The insidiousness of ignorance...

------
SkyMarshal
I wrote the following as part of an email to the USPTO when it was requesting
comments for Bilski Guidance a few weeks ago. I threw it together on the last
day so it's not entirely well thought out, but I'm curious what's the HN take
on the general idea of such a framework like this:

 _"One framework for thinking about software patents is the Edison Criteria -
inspiration vs perspiration. Thomas Edison said:

'None of my inventions came by accident. I see a worthwhile need to be met and
I make trial after trial until it comes. What it boils down to is one per cent
inspiration and ninety-nine per cent perspiration.'

This statement illuminates the fact that there are several domains under which
inventions can be categorized:

1\. Easy/inexpensive to derive, and easy/inexpensive to implement or produce
(ex: Amazon 1-click check out)

2\. Easy/inexpensive to derive, and difficult/costly to implement or produce
(Google Search)

3\. Difficult/costly to derive, easy/inexpensive to implement or produce
(pharmaceuticals)

4\. Difficult/costly to derive, difficult/costly to implement or produce
(Saturn V rocket, Large Hadron Collider)

Easy and difficult are, of course, relative values, and there are certainly
grey areas in between, not every invention or innovation falls neatly within
one of these criteria. However, if the objective of the patent system is to
promote the progress of science and useful arts, then I suggest the PTO allow
patents only for #3 and #4, but not for #1 and #2."_

The idea is that #1 is obvious and easy - others would likely come up with the
idea independently and implement it, creating competition, improvement, and
falling prices. Patenting inventions in this area would hence harm progress in
the 'useful arts'.

#2 has a natural moat (cost of implementation) and hence does not need
additional protection from patents, and may fail the obviousness test anyway.
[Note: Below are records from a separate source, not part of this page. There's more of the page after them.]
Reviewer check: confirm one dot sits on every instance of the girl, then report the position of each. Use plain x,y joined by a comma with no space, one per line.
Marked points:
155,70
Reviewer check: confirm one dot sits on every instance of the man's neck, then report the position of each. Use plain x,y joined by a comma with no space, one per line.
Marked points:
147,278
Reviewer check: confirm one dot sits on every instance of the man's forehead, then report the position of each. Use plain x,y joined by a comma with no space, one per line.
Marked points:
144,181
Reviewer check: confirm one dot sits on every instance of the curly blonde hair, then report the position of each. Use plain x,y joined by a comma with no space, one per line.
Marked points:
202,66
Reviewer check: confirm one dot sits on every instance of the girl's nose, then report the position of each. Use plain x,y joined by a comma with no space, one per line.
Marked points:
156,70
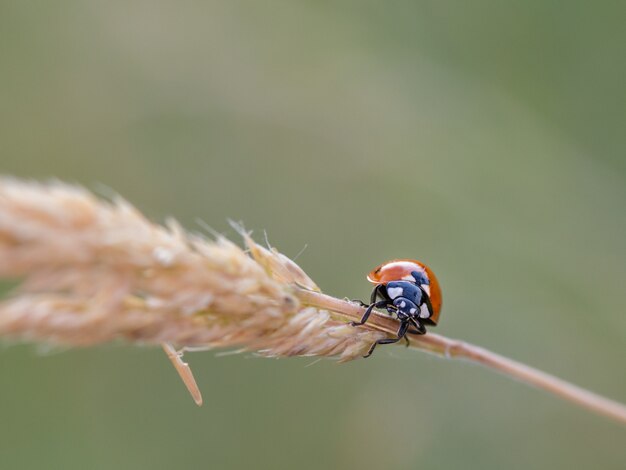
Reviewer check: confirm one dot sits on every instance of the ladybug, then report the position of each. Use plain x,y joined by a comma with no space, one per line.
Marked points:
408,289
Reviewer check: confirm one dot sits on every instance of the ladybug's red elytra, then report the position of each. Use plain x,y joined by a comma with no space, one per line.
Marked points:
408,289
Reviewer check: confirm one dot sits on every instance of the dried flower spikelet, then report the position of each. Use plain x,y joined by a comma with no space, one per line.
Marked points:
92,270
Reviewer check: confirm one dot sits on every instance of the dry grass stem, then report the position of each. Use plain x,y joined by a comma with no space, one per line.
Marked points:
92,271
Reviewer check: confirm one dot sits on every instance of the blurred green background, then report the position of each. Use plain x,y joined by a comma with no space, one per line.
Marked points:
484,138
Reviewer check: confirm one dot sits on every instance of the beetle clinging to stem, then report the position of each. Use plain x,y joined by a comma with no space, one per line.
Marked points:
408,289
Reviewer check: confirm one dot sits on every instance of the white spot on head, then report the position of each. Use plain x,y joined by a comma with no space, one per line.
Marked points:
394,292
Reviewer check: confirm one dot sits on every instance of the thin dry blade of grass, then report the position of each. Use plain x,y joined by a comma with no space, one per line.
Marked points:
93,271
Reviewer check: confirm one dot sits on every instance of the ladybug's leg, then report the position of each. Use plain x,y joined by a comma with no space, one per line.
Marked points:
426,298
419,328
373,297
404,326
368,312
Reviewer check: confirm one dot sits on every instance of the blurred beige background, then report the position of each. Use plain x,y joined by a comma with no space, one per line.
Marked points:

#3 is costly to derive and has no natural moat (as demonstrated by the generic
drug industry) and hence needs additional patent protection to preserve the
incentive to make the large investments required for progress in this domain.

#4 is both costly and has a natural moat, and I'm not entirely sure how
patents should apply here, but it's not relevant to issue of software patents
and Bilski.

What do you guys think of categorizing inventions/knowledge like this for
purposes of deciding what can be patented or not?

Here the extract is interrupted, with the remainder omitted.